[liberationtech] What I've learned from Cryptocat

Gregory Maxwell gmaxwell at gmail.com
Mon Aug 6 18:31:46 PDT 2012


On Mon, Aug 6, 2012 at 8:51 PM, Jacob Appelbaum <jacob at appelbaum.net> wrote:
> Without a browser extension/plugin - there is little to no difference.

But is there one _with_ a browser extension/plugin?
Especially on a browser platform that gets transparent pushed upgrades?

I'm very skeptical.

I especially skeptical that this kind of claim is being made without
the context of the people being protected.  Perhaps depending on
Google not to cooperate with people who would kill you is reasonable
if you're in Iran... but matters are less clear if you are a political
enemy of a jurisdiction where they have a sizable legal presence.

Is the best solution we have to secure tools presenting practical
barriers to usage making sure that less secure tools are roughly as
hard to use?

Of course, I get it… The problem is that the user doesn't reasonable
have the free time to understand all the minutia of difference
security threat models and defenses, some which are quite subtle.   So
when you tell a user something is "secure" it damn well better be as
secure as we can make it, because people with their lives on the line
are inevitably going to make the wrong calls with respect to how much
security they need.

And I've experienced first hand people having bogus expectations of
cryptocat privacy and chat partners being unwilling to switch to OTR
instead.

But— there are millions and millions of people still using plaintext
chat, open to countless numbers of totally undetectable passive
observers. There are millions of people using facebook chat which is
now (according to the popular press) utilizing machine learning based
analysis to identify "criminal" discussions for reporting (and even if
now the reporting furthers human welfare, no one sane would assume it
would stop there forever). All of this insecure activity contributes
to corporate and government addiction to easy surveillance, an
addiction which will make eliminating the insecurity harder.

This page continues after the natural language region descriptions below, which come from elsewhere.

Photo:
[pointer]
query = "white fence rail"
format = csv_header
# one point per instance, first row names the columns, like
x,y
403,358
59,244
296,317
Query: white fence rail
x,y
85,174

Tools that make improving security easy, even if they do an incomplete
job of it, can make a real improvement in the total welfare... but if
only they can be prevented from siphoning off activity which would use
the more secure tools.

My preferred method of addressing this concern is to simply hide all
mention of security / encryption, etc. if you're not able to provide a
state of the art solution.   Let casual users _think_ it's as insecure
as plain-text, because thats all you're able to really promise that it
is.  Users who know they need security and are willing to get it won't
get tempted away.

This advice might apply to the authors of tools like Mumble, which has
it's own entirely security unrelated use-cases... Unfortunately, I
don't know how you market a tool such as cryptocat and get people to
use it in the first place when it's major advantage is that it's on
average probably more secure than the alternatives.